Network visualization and monitoring tools should be put into place. Anomaly detection systems should be configured and continuously deployed. Anti-viruses should be updated and installed wherever suitable, Firewalls should be erected, and automated system backup technologies should be rolled out.
- Continuously patrol.
New threats should be continuously monitored, new vulnerabilities should be regularly patched and mitigated, and blacklists should be routinely updated.
- Rehearse and review.
Roles and responsibilities need to be clearly defined and assigned for cyber preparedness and response, both at the municipal level as well as in the individual targets within the city. As the old saying goes, practice makes perfect. Police departments, fire departments, hospitals, etc. will all need to conduct semi-regular training exercises simulating cyber attack scenarios. The idea is to put all your theoretical plans to practical test. Any lessons learned will then need to be compiled and integrated into your cyber strategy.
- Rinse and repeat.
This whole process should be undertaken anew every three to five years.

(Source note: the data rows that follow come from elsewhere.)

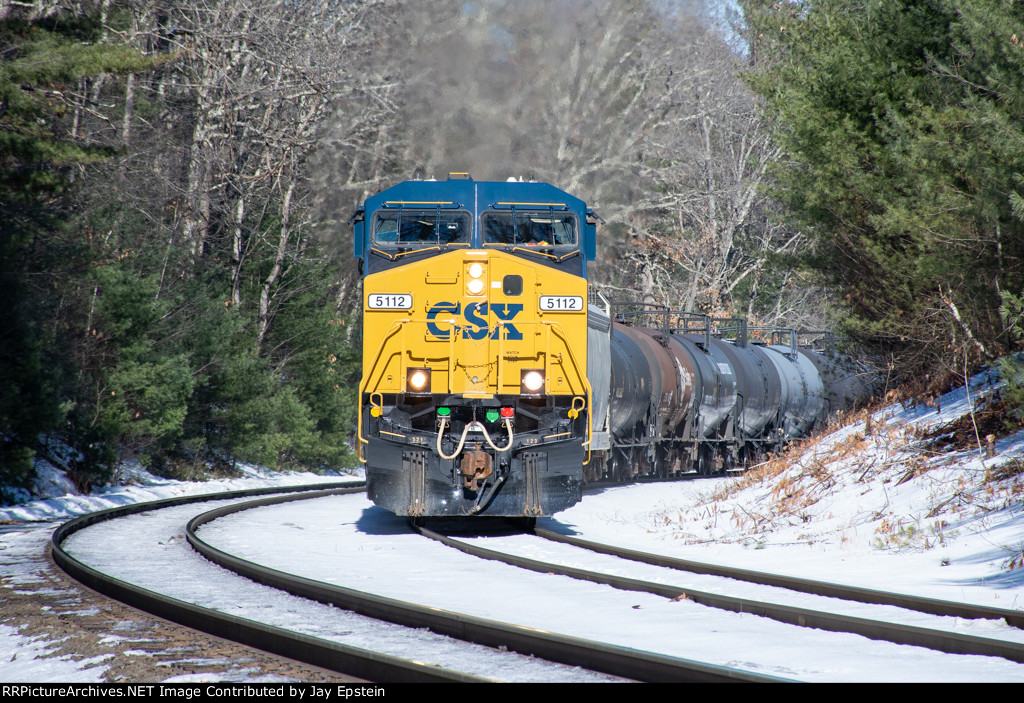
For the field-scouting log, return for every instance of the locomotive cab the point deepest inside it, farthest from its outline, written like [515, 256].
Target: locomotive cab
[474, 395]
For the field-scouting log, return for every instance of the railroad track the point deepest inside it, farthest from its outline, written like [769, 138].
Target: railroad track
[354, 661]
[938, 640]
[620, 661]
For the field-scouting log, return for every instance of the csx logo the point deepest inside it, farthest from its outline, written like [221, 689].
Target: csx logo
[476, 315]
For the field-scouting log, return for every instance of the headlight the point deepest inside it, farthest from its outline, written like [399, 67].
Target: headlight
[531, 383]
[474, 278]
[418, 381]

- Work on a sustainable solution.
Set aside annual budget to invest in a cyber task force jointly commissioned and funded by an alliance of US cities. The goals of such a task force should include (a) raising awareness around the problem, (b) working to advance digital forensic techniques so that cyber extortion schemes can be more effectively traced, (c) lobbying for legislation that holds dark web platforms and facilitators accountable for second-party crimes, and (d) developing new recovery technologies to undermine the threat of file-locking and permanent data destruction.
Long Story Short
The 2019 Baltimore hack serves as a powerful case in point demonstrating not only our fundamental cyber vulnerability, but our profound lack of preparedness. Cyber threats are all around us and attacks on our public infrastructure are inevitable. Today's hackers aren’t the script kiddies of the past; they’re well-organized, well-tooled and increasingly emboldened. They’re no longer content vandalizing websites and ripping off little old ladies with cliched phishing ploys. Now they’re coming for us all and they’re targeting us as efficiently as possible — through the cities in which we all live, work, and mutually depend.

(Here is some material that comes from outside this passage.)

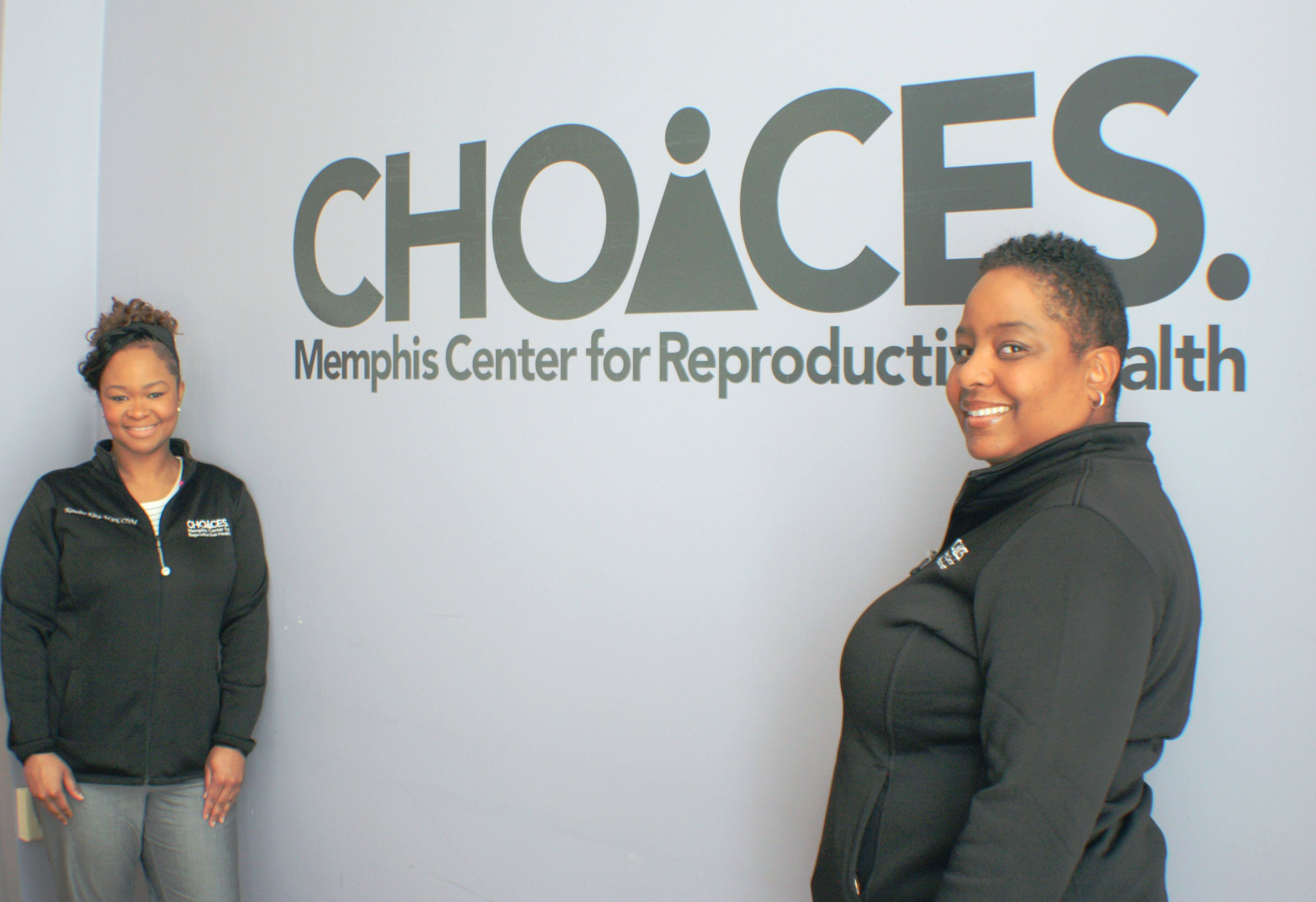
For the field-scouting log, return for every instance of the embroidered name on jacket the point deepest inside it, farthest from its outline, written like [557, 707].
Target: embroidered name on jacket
[953, 555]
[107, 518]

And it’s not just rogue elements looking for a payday either. Increasingly, political conflicts are playing out in the cyber arena — and sadly public infrastructure seems to be moving more and more into the field of play.
Welcome to the 21st Century. Cities must now worry about well-organized cybercriminal operations as well as hacker soldiers. The times have clearly changed. The question remains, what are local governments and public infrastructure administrators going to do to protect us?